Pennsylvania Rep. Rick Geist (R-Altoona), the Republican chairman of the House Transportation Committee, said his 11-point plan to deal with the Pennsylvania transportation crisis has been formally introduced in the current Legislative Special Session.
A recent report by the State Transportation Advisory Committee estimates that an additional $3.5 billion a year is needed to meet existing and immediate transportation infrastructure needs in the Keystone State.
“I crafted and announced this plan earlier this year in the hope that we could finally apply common-sense, long-term solutions to our transportation funding crisis, and to reform the process in which we build and maintain our vital infrastructure,” said Geist. “I have been working hard to reach out to a bipartisan group of lawmakers, construction and business entities and to the citizens of our Commonwealth in order to build consensus on what we need to do to achieve immediate and future transportation goals. Rebuilding an aging and deteriorating transportation infrastructure in Pennsylvania has to be priority one, and now is the time to act.”
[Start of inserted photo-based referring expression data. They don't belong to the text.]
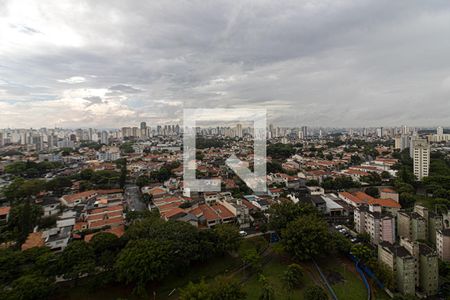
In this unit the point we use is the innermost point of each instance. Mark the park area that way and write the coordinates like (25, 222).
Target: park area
(338, 270)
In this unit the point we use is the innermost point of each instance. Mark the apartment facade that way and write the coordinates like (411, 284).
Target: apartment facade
(443, 243)
(379, 225)
(421, 157)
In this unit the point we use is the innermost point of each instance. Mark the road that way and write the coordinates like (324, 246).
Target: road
(132, 198)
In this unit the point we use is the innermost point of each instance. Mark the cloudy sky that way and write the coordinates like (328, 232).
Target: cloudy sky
(107, 63)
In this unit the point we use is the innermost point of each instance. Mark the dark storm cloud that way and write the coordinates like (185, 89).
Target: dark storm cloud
(329, 63)
(123, 88)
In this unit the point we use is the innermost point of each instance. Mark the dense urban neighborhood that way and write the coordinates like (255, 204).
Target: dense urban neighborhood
(105, 213)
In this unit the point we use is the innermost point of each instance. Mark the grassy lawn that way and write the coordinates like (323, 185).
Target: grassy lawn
(273, 271)
(343, 279)
(218, 266)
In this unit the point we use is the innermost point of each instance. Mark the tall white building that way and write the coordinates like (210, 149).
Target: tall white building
(421, 157)
(402, 142)
(239, 132)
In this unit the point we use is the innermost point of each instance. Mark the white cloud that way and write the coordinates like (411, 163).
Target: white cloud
(330, 63)
(73, 80)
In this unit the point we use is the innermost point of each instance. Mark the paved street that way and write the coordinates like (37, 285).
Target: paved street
(132, 198)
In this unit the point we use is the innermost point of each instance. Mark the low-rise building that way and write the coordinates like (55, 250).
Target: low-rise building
(372, 220)
(412, 225)
(443, 243)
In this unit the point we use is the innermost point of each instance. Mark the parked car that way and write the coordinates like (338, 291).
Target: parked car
(242, 233)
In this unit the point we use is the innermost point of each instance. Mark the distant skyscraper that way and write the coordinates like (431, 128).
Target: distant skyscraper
(104, 137)
(405, 129)
(421, 157)
(239, 132)
(305, 131)
(380, 132)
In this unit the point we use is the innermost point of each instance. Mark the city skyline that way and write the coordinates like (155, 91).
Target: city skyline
(327, 63)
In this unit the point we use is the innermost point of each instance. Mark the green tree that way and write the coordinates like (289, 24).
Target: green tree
(267, 291)
(142, 261)
(292, 277)
(225, 289)
(228, 237)
(307, 237)
(315, 293)
(106, 247)
(30, 287)
(77, 259)
(196, 291)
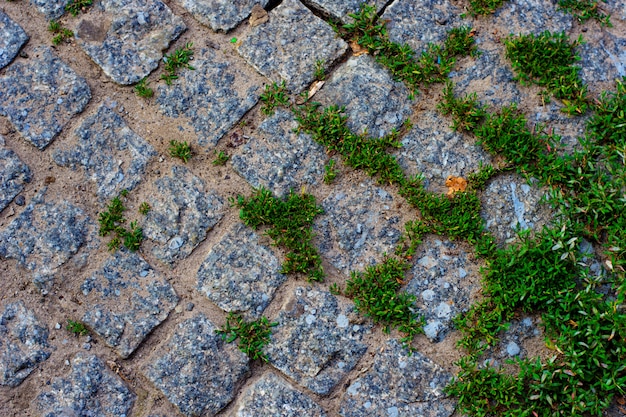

The plan includes legislation that would enable and implement public-private partnerships, uncap the Oil Company Franchise Tax, shift the Pennsylvania State Police operating budget from the Motor License Fund to the General Fund, authorize the Commonwealth to apply for permission to toll portions of I-95, increase the local operating match for mass transit, provide options for mass-transit funding and establish a pilot program to allow private contracting of maintenance operations in a selected PennDOT district.
In addition to those measures, legislation that would allow PennDOT to increase usage of design-build projects and a resolution calling for a study of a vehicle miles-traveled tax are included.
Pennsylvania’s infrastructure includes 5,646 structurally deficient state-owned bridges, the most of any state in the nation and more than in New York, New Jersey, Ohio, Virginia and Maryland combined. It includes 7,000 miles, or about 18%, of state-maintained roads in “very poor condition.” It also includes mass-transit systems of all sizes that face the anticipated loss of a combined $160 million.